Here’s the story The Advocate carried this past July about the Commission’s missing it’s initial deadline.
July 1 marked the start of Connecticut’s new fiscal year, but it was also an important deadline for a legislative report that was supposed to be a road map for streamlining state government in the face of the budget crisis.
But the bipartisan group of lawmakers and state officials in charge of the project has not met for weeks, and there is some doubt about whether it will ever convene again.
In late February, the Democratic-majority General Assembly passed legislation creating a Commission on Enhancing Agency Outcomes. The group, which met for the first time March 18, was charged with issuing recommendations by the start of this month.
But according to its Web site, members, including state Sen. Bob Duff, D-Norwalk, and state Rep. John Hetherington, R-New Canaan, only convened one more time, on April 24. And while some, particularly William Cibes, former state budget chief under Gov. Lowell Weicker Jr., have submitted their own ideas, no final document was produced.
“There were some subcommittee meetings, but we haven’t had a full meeting in two or three months,” said state Sen. Dan Debicella, R-Shelton, who was appointed to the group.
During the first meeting, co-chairmen state Sen. Gayle Slossberg, D-Milford, and state Rep. James Spallone, D-Essex, said they faced a challenging time frame because of the state budget schedule.
By the time the commission met in March, Democrats were already well along crafting an initial two-year budget proposal in the hopes of reaching a deal with Republican Gov. M. Jodi Rell by July 1.

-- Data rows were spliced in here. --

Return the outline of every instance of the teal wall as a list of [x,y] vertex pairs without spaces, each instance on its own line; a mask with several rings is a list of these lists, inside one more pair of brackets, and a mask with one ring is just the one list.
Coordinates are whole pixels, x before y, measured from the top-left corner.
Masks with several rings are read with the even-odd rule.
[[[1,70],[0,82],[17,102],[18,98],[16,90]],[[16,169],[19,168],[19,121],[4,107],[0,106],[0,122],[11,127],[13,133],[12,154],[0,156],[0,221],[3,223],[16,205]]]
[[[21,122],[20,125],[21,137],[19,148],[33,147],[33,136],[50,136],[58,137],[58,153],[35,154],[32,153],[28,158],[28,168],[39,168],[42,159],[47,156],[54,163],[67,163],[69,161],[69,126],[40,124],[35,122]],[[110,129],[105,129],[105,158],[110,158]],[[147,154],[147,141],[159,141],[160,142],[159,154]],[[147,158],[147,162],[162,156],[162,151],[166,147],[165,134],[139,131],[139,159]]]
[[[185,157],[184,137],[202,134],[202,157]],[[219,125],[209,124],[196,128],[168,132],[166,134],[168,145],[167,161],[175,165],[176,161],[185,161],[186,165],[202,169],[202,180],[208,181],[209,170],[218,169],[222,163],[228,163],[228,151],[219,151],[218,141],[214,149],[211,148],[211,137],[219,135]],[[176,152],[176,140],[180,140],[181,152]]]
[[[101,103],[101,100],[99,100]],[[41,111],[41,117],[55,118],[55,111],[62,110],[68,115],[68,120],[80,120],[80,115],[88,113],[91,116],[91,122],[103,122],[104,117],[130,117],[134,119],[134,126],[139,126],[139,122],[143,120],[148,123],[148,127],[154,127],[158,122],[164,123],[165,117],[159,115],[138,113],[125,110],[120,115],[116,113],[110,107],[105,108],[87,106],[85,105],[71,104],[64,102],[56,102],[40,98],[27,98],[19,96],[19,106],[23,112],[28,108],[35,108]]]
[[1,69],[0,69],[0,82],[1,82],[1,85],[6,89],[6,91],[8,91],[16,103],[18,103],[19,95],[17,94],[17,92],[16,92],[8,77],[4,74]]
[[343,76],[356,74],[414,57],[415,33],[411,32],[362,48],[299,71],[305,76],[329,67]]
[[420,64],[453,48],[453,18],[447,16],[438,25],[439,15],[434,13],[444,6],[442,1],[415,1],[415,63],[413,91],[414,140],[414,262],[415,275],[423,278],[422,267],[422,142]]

Budget talks were at a standstill for weeks, and two weeks ago, Democrats unveiled and passed a revised version of their April budget, which Rell vetoed July 1. The two sides have since been in negotiations.
Slossberg, who has opposed her party’s budgets for not containing enough savings, on Tuesday blamed the commission’s slow progress on a lack of cooperation from state agencies. She said the group has not received responses to various questions about current operations.
“It’s pretty hard to reorganize when the administration closes off lines of communications,” Slossberg said, pointing a finger at Rell. “Some responses have been trickling in now.”
Jeffrey Beckham, a budget office spokesman, said Tuesday that the administration has cooperated. The commission also included representatives from Rell’s budget staff.
But Beckham said it takes time for agencies to respond to the commission’s inquiries because state employees are busy with their daily workload and are coping with the early retirements of a few thousand staffers.
The commission’s work also faced public apathy. Hearings scheduled for the spring and early summer throughout the state were canceled because of poor turnout.
Cibes said the commission’s ability to meet was also hampered by the rushed final few weeks of the 2009 legislative session, which wrapped up in early June.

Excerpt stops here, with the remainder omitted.